# Anyone know of the Dave Hale ? or Sean Dring



## Billy Brown (Feb 13, 2006)

Hi, I sailed with these two men in Federals ***berland in'72. We got on really well together so much so that we sailed together on the next 3 ships Piako and Turakina. If anyone knows anything about them would you please give me a shout, We used to call Dave 'Mouse', can't remember why.
Thanks


----------



## Ken Worthington (Jul 24, 2005)

Hi Billy
In your search for news of Dave Hale, Dave later went with Bibbies and was Bosun with them, He settled for sometime in Preston and i think was driving Taxis, If my memory serves me correctly he left Preston in the Early 80s, I lost touch with him then. I remember he was Originally from Bedford.
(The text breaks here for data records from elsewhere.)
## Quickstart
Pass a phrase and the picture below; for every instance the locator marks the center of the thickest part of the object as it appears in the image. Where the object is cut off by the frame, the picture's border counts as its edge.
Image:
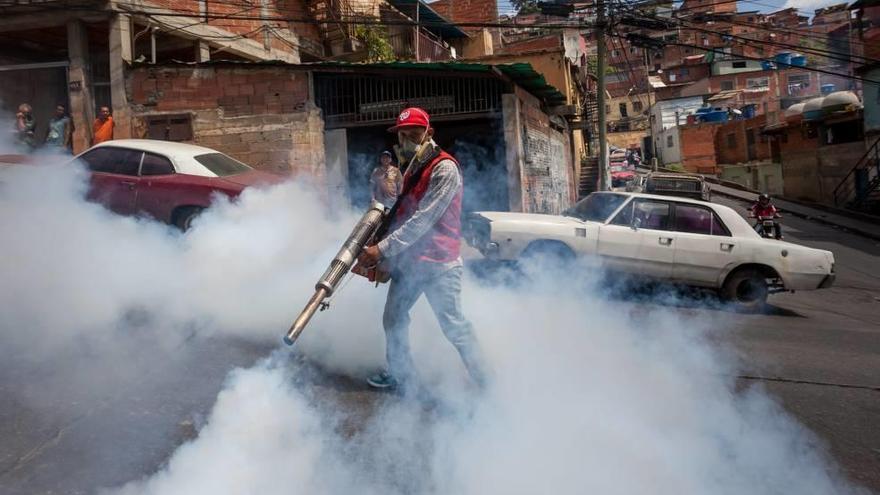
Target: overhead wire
(813, 51)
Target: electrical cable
(813, 51)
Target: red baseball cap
(411, 117)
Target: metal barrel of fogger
(339, 267)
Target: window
(221, 164)
(156, 165)
(625, 215)
(596, 207)
(652, 214)
(112, 160)
(695, 219)
(758, 83)
(170, 127)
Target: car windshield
(596, 207)
(222, 165)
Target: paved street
(824, 347)
(817, 352)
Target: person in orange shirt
(103, 127)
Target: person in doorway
(102, 130)
(60, 131)
(423, 251)
(24, 128)
(386, 181)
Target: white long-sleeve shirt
(444, 184)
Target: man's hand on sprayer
(370, 256)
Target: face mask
(408, 148)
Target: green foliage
(375, 39)
(592, 66)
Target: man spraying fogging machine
(416, 244)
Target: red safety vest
(442, 243)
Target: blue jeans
(442, 287)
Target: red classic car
(171, 182)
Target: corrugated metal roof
(521, 73)
(723, 95)
(433, 21)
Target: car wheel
(546, 255)
(184, 216)
(747, 290)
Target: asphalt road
(817, 352)
(822, 348)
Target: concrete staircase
(589, 176)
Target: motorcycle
(767, 227)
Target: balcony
(431, 49)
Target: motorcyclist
(763, 208)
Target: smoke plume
(588, 394)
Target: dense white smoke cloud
(588, 395)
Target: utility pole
(600, 93)
(416, 33)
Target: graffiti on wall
(545, 173)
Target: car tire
(185, 215)
(547, 255)
(747, 290)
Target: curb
(855, 230)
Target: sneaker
(382, 380)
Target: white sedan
(664, 238)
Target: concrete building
(77, 55)
(818, 148)
(329, 122)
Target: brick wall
(252, 28)
(259, 115)
(541, 172)
(739, 129)
(698, 148)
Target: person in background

Hope this jogs someone elses memory

Ken


----------



## bell (Mar 22, 2008)

I worked with a Sean Dring on a construction barge called Trojan in the south China sea he was rigger foreman this was back in 1984 almost two years later i was shore based in Kemaman in Malaysia met Shaun again he was also working onshore he was a bit of a lad typical Scouse i got my old address book out he lived in Hyton Liverpool at that time.


----------



## BibbyCook (May 12, 2020)

*Dave Hale*

Hi Billy
I realize i am 7 yrs late with the reply but only just joined this group.
I know Dave was still sailing as Bosun on Bibby gas Tankers in 1982 i did about 5-6 trips with him and he was still living in Preston area then he had a sister he used to visit she lived in Bedford we actually went on a canal barge for 2 weeks and met up with her in St Neots .
I never heard from him again and i retired in 2013.I was ships cook
Regards
Dave Haigh


----------